A Heritage Trail of Sport Pioneers
This trail will look at the lives of five historical sports figures
In April of 2013, Manhasset Valley Park named its new multipurpose field after Jim Brown, legendary Hall of Fame football player and a pioneer in integrating college and professional football in the modern era of the NFL. Brown had several "firsts" in NFL history. Brown was a teammate of Ernie Davis at Syracuse and has been called by some, "the greatest all-around athlete" of Syracuse University. He played several sports during his collegiate career but is best-known today for confronting racism and charting a path for other African American players.
Sociology professor and Civil Rights Activist Dr. Harry Edwards was born November 22, 1942, in East St Louis, Illinois. Edwards grew up in a household that saw his mother abandon him and his seven siblings. Edwards' father worked as a laborer. He attended the newly integrated East St. Louis Senior High School where he excelled in sports. After graduating from high school in 1960, Edwards moved to California where he attended Fresno City College. Edwards would go on to become a scholarship athlete and an outstanding student, earning a Bachelor's degree in sociology and graduated summa cum laude from San Jose State College in 1964. In 1966, Edwards went on to receive his Masters’ degree in sociology from Cornell University where he was awarded the Woodrow Wilson Fellowship. In 1973, he received his Ph.D. degree in sociology from Cornell University where he helped to found United Black Students for Action and the Olympic Project for Human Rights. From 1967 to 1969, he was an instructor of sociology at San Jose State College, and an Assistant Professor and then Professor of Sociology at the University of California, Berkeley, from 1970 until his retirement from the school in the year 2002.

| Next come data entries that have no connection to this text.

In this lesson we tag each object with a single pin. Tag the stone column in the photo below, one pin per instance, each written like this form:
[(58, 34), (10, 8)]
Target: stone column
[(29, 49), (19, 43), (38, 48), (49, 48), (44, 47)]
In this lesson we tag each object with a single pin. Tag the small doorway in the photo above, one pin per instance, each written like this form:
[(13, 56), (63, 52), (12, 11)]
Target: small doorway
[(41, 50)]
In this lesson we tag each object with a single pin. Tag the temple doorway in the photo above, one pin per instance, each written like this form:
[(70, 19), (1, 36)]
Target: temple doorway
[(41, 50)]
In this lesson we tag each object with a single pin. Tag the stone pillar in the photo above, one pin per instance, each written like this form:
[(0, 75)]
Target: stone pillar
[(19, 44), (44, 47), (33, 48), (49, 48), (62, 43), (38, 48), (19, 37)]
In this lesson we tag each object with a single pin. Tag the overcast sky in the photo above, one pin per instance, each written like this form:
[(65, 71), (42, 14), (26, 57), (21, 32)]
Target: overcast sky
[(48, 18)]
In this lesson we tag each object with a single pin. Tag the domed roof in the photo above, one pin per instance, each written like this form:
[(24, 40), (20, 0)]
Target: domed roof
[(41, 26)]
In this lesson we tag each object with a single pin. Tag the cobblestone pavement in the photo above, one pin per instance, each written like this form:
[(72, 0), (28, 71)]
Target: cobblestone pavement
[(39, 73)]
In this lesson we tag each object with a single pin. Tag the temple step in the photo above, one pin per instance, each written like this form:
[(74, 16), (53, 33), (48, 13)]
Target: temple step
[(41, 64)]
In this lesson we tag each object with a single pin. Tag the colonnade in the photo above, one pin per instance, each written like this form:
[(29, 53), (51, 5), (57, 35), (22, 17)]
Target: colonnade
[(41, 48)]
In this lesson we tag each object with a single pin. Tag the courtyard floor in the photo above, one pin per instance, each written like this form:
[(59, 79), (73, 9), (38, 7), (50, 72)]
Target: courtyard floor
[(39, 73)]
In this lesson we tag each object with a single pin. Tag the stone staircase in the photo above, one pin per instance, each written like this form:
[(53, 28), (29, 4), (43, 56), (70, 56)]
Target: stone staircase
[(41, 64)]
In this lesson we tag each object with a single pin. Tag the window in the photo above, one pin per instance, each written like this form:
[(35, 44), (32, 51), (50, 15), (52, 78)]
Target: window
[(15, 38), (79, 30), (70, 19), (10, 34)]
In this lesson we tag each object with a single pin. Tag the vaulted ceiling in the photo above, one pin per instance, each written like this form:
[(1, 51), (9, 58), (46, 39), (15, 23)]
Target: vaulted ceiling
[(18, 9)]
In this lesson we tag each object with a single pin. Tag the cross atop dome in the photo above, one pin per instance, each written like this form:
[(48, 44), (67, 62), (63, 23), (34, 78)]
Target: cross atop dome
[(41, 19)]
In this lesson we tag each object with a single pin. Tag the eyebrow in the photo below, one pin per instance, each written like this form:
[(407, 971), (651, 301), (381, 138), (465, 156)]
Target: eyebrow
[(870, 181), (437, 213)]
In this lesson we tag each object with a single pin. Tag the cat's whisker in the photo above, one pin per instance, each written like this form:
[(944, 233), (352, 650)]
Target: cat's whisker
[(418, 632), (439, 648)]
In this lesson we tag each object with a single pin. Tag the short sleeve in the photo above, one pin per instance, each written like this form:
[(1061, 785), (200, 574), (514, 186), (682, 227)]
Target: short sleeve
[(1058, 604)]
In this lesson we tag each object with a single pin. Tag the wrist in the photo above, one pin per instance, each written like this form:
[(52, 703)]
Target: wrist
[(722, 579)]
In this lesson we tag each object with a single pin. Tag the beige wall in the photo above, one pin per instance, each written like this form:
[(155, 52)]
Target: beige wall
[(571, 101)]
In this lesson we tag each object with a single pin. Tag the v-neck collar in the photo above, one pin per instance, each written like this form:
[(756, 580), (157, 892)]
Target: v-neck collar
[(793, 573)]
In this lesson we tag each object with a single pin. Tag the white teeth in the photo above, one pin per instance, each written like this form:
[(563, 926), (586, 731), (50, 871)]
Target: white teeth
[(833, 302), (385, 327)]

In a career that spanned three decades, Sugar Ray Robinson embodied the essence of the sweet science. He was a world welterweight champion and held the middleweight title five times. Robinson combined an athlete's grace and excellent power and was nearly unbeatable in his prime. He is considered by many to be the best fighter in history, pound-for-pound. He earned the nickname "Sugar" Ray when a newspaper reporter described him as "sweet as sugar." Robinson was inducted into the International Boxing & World Boxing Hall Of Fame in 1990. The IBHOF located in Canastota, NY & the WBHOF located in Riverside, CA
This New York recreation center dates back to a Harlem playground that was established in 1911 and known as Colonial Park. The playground expanded significantly in the 1930s thanks to funding from the Works Progress Administration and this park was one of ten New York parks selected by the city for a public pool. The pool opened in 1936 and the park includes basketball and volleyball courts as well as two baseball diamonds and a gym, library, and community room. In 1978, the city renamed the center in honor of Jackie Robinson, the city's most famous athlete. A bust of Robinson was dedicated on November 10, 1981. The bust was created by artist Inge Hardison and dedicated by the NYC Department of Cultural Affairs' Community Arts.